The problem was a Method_Opt clause of “FOR TABLE”. What that? Well, it’s not in the documentation, but in 184.108.40.206 and 10.1.0.2 it appears to be equivalent to “FOR ALL COLUMNS SIZE AUTO”. I’m not sure what we’re doing using it, but I’m sure that it seemed like a good idea at the time. Anyway, it’s ouda here, and while I’m sniffing around the code I’m going to be running some 10046 traces to see what’s really going on with DBMS_STATS and some of it’s options.
For one thing I want to get rid of collecting histograms for SKEWONLY columns, and just go with all of them. Small-scale tests suggest that the optimizer gets much better statistics to work with when all indexed columns on the fact table are analyzed, and I suspect that the amount of work involved in detecting column value skew is not much different that that involved in collecting the statistics themselves.
Another issue is parallelism. Since a parallelised full table scan (for reasonably large tables anyway) uses direct i/o, there is no caching of the table’s blocks. Fine for tables large enough to flood the block buffers, because physical reads would just keep occuring anyway, but where a table is around three-quarters the size of the block buffers I’m going to experiment with non-parallel statistics gathering, and hopefully this will reduce physical i/o during “the gathering”.

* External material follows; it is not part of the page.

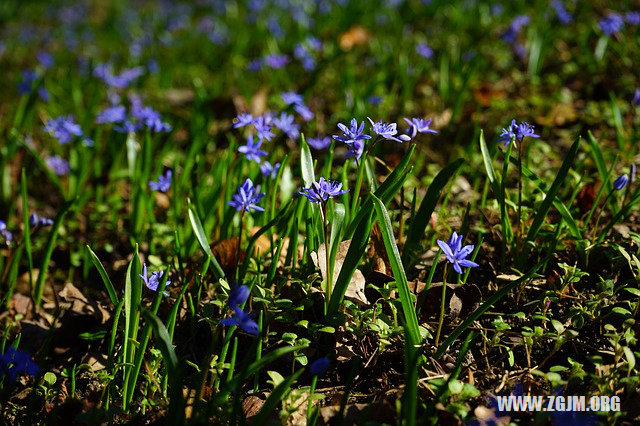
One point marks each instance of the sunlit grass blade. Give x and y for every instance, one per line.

Actually I’ve been doing a smiliar thing already, by setting parallelism on tables based on what proportion of the block buffers their total size, or in some cases their average partition size, represents. The tweaking of the DBMS_STATS parallelism just represents a modification of that principle to reflect the multiple back-to-back reads of the analyzed segment. Maybe that’s another posting though.
Anyhoo, more later.